Recognizing budgets and regulations of programs that serve people with mental illness often reflect stigma, the Aging Equity Center started the Behavioral Health-Primary Care Integration Learning Collaborative in 2015 to guide local advocacy and facilitate practice-level change to improve the lives of people with mental illness and substance use disorder. Health & Medicine launched a multi-phase project to help primary care and behavioral health providers develop strategies to better implement evidence-based models for the integration of behavioral and physical care to facilitate more effective utilization of available resources and expand the capacity of behavioral health and primary care providers to provide high quality, person-centered care to more people in need. 

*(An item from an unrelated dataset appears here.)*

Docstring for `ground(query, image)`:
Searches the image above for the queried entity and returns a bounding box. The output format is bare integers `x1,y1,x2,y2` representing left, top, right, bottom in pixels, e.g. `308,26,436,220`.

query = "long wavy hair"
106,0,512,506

In the fall of 2015, Health & Medicine initiated a Behavioral and Primary Care Integration Learning Collaborative — a team-based approach to improving processes, practices, and systems by sharing experiences, resources, and challenges — to identify and adopt best practices for behavioral health-primary care integration in Illinois. The collaborative brought together community behavioral health agencies, primary care providers, facility-based behavioral health providers, and people in recovery to share their experiences, participate in trainings, and prepare to pilot evidence-based models that can be tested and continuously improved by systematically tracking processes and outcomes. 

Illinois’s State Plan on Aging: In 2020, Health & Medicine worked with the Illinois Department on Aging to research, develop, solicit public comment, and respond to public comments of the State Plan on Aging, which is the Administration on Community Living requires for state agencies that administer Older Americans Act dollars. Health & Medicine was contracted to support the advancement of a stronger health equity and aging equity focus in the 2021-2023 plan. You can view the plan here. 

The Center has remained centrally involved and has served on all OASAC committees; worked closely with providers, advocates, policymakers, and legislators; and provided the analysis, information, and perspective needed to advance an informed, person-centered, and equity-focused reform agenda that prioritizes home and community-based care for all older persons in our state. In that capacity, we have served as an advisor to the Illinois Department on Aging and other state leaders on aging issues across several administrations.